Queer made people pay attention. It was the reclaiming of a word that had been used, historically, as the most base insult to a community in hiding. (Still, when I use the word around my parents, who grew up in the fifties and sixties, it throws them off.) Similar to other words that subcultures have reclaimed, queer has a very different meaning when used by those who have reclaimed it than it does when hurled at us by the mainstream.
Queer is an expression not only of a community reclaiming a charged word, but of a revolution. When I say queer, I don’t just mean it as an adjective that describes your or my gender or sexuality as different from the norm. I also mean to identify, through queer, a subversive quality. I’m talking about a tendency to embrace lifestyles that run counter to mainstream culture. Urban gardening can be queer.
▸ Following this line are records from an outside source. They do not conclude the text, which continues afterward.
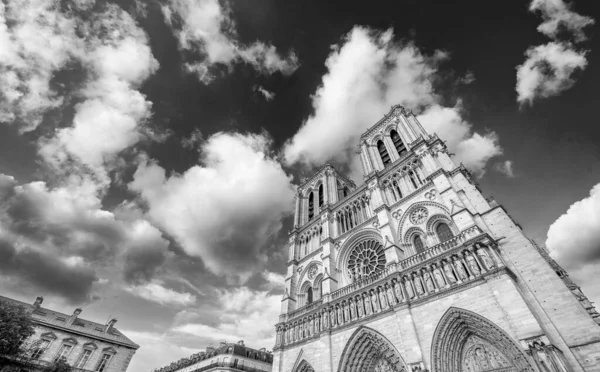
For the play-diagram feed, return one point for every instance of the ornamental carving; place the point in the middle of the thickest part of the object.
(365, 259)
(312, 272)
(419, 215)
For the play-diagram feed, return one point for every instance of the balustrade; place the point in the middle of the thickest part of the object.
(399, 283)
Veganism, certainly. Bicycling places instead of driving to them, fat acceptance, sex positivity, rethinking consumption habits: all these could be thought of as queer ways of interacting with the world.
When I say queer, I almost always mean awesome. I unapolagetically intend queer as inclusive. No matter who you date, no matter how much or little of a freak you are, I say you can identify as queer if you want to. There are no requirements to join, and the door is always open.
*If you’re interested, there was a great article in the most recent Bitch Magazine that addressed how identifying as lesbian is becoming less common (and being replaced by words like queer).